« Le M23 nous tue, le gouvernement nous tue » : en RDC, Amnesty International dénonce un recours accru aux « armes explosives » contre les civils

Alors que les affrontements se poursuivent entre le groupe de rebelles du Mouvement du 23 mars (M23) et les forces armées de la République démocratique du Congo (FARDC), l’ONG Amnesty International dénonce un recours accru aux « armes explosives dans les zones peuplées » de civils. L’enquête, publiée ce lundi 20 janvier, pointe notamment de nombreuses exactions survenues dans l’est de la République démocratique du Congo (RDC), au premier semestre 2024.

Le M23, soutenu par le Rwanda, s’est emparé depuis sa résurgence fin 2021 de vastes pans de territoire dans l’est de la RDC, riches en ressources naturelles et déchirés depuis trente ans par des conflits. L’armée congolaise, qui s’est dite « déterminée » à reprendre les territoires perdus, mène depuis plusieurs jours des contre-offensives et est appuyée par des « wazalendo » – nom signifiant « patriotes » en swahili et désignant une nébuleuse de milices locales pro-Kinshasa.

« Enquêter sur ces attaques en tant que crimes de guerre »

Entre janvier et juillet 2024, « des armes explosives imprécises à large rayon d’impact » ont ainsi été utilisées dans des zones « densément peuplées » plus de 150 fois. De quoi provoquer la mort de plus de cent personnes et laissant plusieurs centaines d’autres blessées parmi les civils, alerte Amnesty International.

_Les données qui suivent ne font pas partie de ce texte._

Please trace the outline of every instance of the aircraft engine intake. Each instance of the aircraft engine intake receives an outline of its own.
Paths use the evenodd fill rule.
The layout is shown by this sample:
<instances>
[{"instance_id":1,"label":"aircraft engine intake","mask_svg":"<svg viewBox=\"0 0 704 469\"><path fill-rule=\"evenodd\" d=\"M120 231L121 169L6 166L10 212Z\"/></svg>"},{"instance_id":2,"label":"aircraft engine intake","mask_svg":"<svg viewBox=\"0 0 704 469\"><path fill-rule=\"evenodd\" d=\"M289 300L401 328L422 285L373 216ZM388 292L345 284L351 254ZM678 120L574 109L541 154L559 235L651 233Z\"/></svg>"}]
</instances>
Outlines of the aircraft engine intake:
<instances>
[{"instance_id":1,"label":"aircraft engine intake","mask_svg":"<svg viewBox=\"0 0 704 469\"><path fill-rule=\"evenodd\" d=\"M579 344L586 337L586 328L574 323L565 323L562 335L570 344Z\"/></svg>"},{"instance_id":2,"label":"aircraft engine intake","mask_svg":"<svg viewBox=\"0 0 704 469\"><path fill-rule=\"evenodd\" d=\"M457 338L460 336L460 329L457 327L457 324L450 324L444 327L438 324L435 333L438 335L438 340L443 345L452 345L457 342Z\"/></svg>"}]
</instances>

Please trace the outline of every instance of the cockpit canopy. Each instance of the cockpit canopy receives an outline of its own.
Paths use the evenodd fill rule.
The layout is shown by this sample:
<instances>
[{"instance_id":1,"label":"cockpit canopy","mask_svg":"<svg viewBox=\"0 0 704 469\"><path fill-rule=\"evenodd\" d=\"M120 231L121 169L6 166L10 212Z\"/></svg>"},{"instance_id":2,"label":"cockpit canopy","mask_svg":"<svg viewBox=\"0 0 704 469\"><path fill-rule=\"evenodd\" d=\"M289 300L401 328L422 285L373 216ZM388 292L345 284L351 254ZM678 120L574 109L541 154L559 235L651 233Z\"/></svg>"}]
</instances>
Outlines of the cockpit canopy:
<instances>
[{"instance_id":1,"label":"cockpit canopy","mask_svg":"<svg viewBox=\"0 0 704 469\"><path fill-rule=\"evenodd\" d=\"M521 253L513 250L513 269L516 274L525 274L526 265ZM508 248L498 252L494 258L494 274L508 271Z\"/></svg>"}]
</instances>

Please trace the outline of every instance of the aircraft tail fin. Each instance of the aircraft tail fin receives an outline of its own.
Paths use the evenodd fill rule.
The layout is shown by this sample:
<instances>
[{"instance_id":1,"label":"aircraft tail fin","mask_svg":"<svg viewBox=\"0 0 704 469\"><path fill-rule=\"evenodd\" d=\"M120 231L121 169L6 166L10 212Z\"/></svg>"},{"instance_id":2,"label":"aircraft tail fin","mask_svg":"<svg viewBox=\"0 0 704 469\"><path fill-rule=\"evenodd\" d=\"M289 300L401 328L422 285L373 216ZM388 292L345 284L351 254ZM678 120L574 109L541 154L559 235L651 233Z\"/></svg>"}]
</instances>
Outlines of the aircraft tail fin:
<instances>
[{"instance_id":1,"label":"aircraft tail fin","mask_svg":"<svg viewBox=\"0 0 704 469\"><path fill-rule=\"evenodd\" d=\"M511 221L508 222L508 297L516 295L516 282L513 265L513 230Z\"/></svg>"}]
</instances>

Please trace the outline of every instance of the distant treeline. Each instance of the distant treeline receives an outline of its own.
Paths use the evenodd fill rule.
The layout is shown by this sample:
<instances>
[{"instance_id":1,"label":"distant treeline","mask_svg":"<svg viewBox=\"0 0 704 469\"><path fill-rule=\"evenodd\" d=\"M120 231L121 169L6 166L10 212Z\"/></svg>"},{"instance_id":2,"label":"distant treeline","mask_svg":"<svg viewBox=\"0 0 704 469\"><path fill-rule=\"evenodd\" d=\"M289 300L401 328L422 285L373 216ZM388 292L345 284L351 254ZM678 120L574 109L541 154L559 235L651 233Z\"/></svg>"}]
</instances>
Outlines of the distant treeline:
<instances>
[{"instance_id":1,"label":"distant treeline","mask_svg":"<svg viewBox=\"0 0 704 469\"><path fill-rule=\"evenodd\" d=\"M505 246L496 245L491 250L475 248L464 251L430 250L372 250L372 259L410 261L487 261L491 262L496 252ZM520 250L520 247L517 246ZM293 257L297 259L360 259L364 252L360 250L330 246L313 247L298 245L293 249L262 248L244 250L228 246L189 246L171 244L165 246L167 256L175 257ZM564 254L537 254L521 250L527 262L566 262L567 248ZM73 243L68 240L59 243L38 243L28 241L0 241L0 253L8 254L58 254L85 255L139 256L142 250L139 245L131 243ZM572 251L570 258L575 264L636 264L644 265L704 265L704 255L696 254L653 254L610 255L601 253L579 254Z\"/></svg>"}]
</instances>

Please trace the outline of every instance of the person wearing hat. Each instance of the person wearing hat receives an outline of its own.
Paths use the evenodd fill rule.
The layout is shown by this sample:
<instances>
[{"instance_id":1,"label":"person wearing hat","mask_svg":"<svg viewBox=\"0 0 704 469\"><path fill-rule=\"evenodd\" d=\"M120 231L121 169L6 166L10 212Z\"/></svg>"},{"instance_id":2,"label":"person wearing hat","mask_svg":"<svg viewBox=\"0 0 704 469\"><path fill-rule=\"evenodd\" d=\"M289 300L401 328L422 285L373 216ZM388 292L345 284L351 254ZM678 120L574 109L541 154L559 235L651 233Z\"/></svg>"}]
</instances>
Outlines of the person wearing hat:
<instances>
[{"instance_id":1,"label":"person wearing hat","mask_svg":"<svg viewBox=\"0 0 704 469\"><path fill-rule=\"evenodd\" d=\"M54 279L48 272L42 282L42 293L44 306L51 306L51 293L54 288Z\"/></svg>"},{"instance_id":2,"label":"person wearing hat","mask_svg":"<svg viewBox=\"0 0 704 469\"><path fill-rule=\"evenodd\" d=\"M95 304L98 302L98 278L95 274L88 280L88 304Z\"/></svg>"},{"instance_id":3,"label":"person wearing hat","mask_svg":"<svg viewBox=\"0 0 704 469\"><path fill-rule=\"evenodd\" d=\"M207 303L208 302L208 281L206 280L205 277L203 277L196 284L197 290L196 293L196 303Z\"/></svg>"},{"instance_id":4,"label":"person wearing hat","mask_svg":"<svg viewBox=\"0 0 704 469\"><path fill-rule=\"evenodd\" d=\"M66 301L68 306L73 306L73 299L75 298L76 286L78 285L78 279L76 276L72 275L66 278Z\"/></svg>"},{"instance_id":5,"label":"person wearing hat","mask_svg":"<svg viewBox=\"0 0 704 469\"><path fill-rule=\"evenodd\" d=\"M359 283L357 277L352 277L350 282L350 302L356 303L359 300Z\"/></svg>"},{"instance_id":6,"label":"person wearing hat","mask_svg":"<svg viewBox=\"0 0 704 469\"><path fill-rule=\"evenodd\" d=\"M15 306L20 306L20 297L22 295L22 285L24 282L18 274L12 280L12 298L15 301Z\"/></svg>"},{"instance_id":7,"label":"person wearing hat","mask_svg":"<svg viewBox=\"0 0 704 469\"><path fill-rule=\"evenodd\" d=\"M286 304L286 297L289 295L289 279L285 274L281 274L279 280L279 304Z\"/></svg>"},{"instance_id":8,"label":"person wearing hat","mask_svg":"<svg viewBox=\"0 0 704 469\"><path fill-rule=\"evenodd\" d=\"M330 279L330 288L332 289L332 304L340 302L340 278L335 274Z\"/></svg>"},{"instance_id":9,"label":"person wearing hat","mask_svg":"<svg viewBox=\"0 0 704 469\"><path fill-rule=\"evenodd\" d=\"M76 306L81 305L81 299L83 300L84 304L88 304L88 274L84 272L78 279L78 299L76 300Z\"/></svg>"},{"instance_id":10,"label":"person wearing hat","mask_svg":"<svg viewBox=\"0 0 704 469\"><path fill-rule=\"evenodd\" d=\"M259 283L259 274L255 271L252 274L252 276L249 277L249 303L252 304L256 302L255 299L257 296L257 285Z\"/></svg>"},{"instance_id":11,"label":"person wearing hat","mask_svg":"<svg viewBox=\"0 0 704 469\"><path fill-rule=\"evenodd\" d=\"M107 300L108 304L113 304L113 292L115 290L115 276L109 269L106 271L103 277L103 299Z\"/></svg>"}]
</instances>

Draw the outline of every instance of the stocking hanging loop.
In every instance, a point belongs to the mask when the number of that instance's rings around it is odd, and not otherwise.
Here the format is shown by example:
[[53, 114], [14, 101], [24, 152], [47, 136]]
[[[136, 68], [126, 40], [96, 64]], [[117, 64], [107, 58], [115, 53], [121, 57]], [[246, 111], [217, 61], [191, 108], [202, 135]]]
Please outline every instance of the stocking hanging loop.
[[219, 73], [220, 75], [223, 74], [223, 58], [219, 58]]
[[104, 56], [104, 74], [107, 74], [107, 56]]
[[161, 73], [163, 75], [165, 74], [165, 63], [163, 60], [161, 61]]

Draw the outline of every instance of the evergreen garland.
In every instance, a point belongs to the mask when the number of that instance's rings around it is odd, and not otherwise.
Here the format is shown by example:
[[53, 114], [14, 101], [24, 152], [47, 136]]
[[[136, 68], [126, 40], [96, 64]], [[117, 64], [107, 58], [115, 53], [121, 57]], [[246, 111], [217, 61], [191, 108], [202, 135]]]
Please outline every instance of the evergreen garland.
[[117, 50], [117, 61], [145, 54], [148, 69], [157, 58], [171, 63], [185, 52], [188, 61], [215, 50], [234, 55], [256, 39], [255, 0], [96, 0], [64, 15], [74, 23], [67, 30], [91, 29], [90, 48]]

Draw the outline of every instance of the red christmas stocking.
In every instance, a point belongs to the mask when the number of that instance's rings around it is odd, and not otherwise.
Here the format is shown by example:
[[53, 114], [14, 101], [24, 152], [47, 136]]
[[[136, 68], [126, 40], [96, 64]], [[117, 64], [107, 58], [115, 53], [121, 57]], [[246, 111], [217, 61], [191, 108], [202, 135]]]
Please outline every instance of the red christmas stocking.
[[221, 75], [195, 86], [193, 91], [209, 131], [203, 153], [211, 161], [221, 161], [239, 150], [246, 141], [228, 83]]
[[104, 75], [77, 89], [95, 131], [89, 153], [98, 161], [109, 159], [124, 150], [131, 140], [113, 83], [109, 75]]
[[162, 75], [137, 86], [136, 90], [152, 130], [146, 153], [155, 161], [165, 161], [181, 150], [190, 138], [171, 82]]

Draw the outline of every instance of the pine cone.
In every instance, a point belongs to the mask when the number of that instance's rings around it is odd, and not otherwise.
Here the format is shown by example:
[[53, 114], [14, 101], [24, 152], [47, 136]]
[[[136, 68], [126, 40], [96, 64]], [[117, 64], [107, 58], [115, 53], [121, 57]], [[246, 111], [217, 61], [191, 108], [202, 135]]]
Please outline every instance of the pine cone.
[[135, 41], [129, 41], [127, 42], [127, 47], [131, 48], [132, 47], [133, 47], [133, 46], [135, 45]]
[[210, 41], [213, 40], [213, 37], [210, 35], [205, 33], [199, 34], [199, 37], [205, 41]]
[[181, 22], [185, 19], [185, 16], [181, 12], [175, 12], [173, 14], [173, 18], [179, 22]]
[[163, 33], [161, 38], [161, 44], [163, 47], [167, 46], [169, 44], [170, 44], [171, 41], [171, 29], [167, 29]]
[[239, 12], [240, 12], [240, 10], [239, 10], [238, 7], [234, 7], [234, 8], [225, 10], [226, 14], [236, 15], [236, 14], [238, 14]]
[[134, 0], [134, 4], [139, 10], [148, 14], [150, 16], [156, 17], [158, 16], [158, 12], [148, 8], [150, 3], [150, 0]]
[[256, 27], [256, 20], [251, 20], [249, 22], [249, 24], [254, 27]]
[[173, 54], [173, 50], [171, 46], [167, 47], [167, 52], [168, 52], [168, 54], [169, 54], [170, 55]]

Les provinces du Nord-Kivu, du Sud-Kivu et de l’Ituri sont ainsi les plus touchées par le conflit, avec des milliers de victimes et près de 7 millions de déplacés, selon des estimations du Bureau de la coordination des affaires humanitaires des Nations Unies. La Cour pénale internationale (CPI), qui a annoncé relancer ses enquêtes sur des exactions dans l’est de la RDC en octobre 2024, « doit envisager d’enquêter sur ces attaques en tant que crimes de guerre », en vue de traduire en justice leurs auteurs, demande Amnesty International.

Le 25 janvier 2024 à Mweso, dans le Nord-Kivu, un tir d’artillerie provenant probablement des FARDC a détruit une maison du quartier de Bukama, faisant « au moins 19 morts et 25 blessés, dont 15 enfants, selon des sources médicales », note Amnesty International. L’ONG dit n’avoir trouvé « aucune preuve de l’existence de cibles militaires à l’intérieur ou à proximité de la zone d’impact », ajoutant que des responsables militaires congolais auraient reconnu « une bavure ».

Le 4 mars 2024, une munition a touché une colonne de civils fuyant à pied la ville de Nyanzale, attaquée par le M23. Dix-sept civils sont morts et une dizaine blessés, selon des témoins et des sources médicales évoqués par l’enquête. Le 3 mai 2024 près de Goma, Angèle – également citée dans l’enquête d’Amnesty International – indique avoir perdu ses quatre filles, âgées de 6 à 15 ans, en l’espace de quelques secondes. Ces dernières ont été victimes de tirs de roquette, probablement du M23, en riposte à un tir de l’armée congolaise. Elle a déclaré que l’explosion avait réduit ses enfants à « des débris et des corps déchiquetés ».

Toujours dans l’enquête de l’ONG, un homme, qui a perdu sa femme lors d’une attaque à la roquette, se dit « consterné » par le fait que les deux belligérants s’affrontent si près des camps de personnes déplacées. « Nous avons fui nos villages dans l’espoir de trouver un peu de sécurité. Ici, nous n’avons rien à part nos enfants, se désespère-t-il. Mais ils nous pourchassent jusqu’ici et tuent nos enfants. Le M23 nous tue, le gouvernement nous tue, qu’avons-nous fait pour mériter cela ? »

Ces dernières semaines, les affrontements se sont intensifiés, jusqu’à toucher la province voisine du Sud-Kivu où le M23 a pris, dans la soirée du samedi 18 janvier, le contrôle de la cité minière de Lumbishi, dans le territoire de Kalehe. Amnesty International indique que les autorités congolaises et les dirigeants du M23 n’ont pas répondu aux conclusions préliminaires de son enquête, partagées en décembre dernier. En attendant, des proches de victimes ne cessent de dénoncer l’horreur en cours en RDC, où se multiplient les « scènes apocalyptiques ».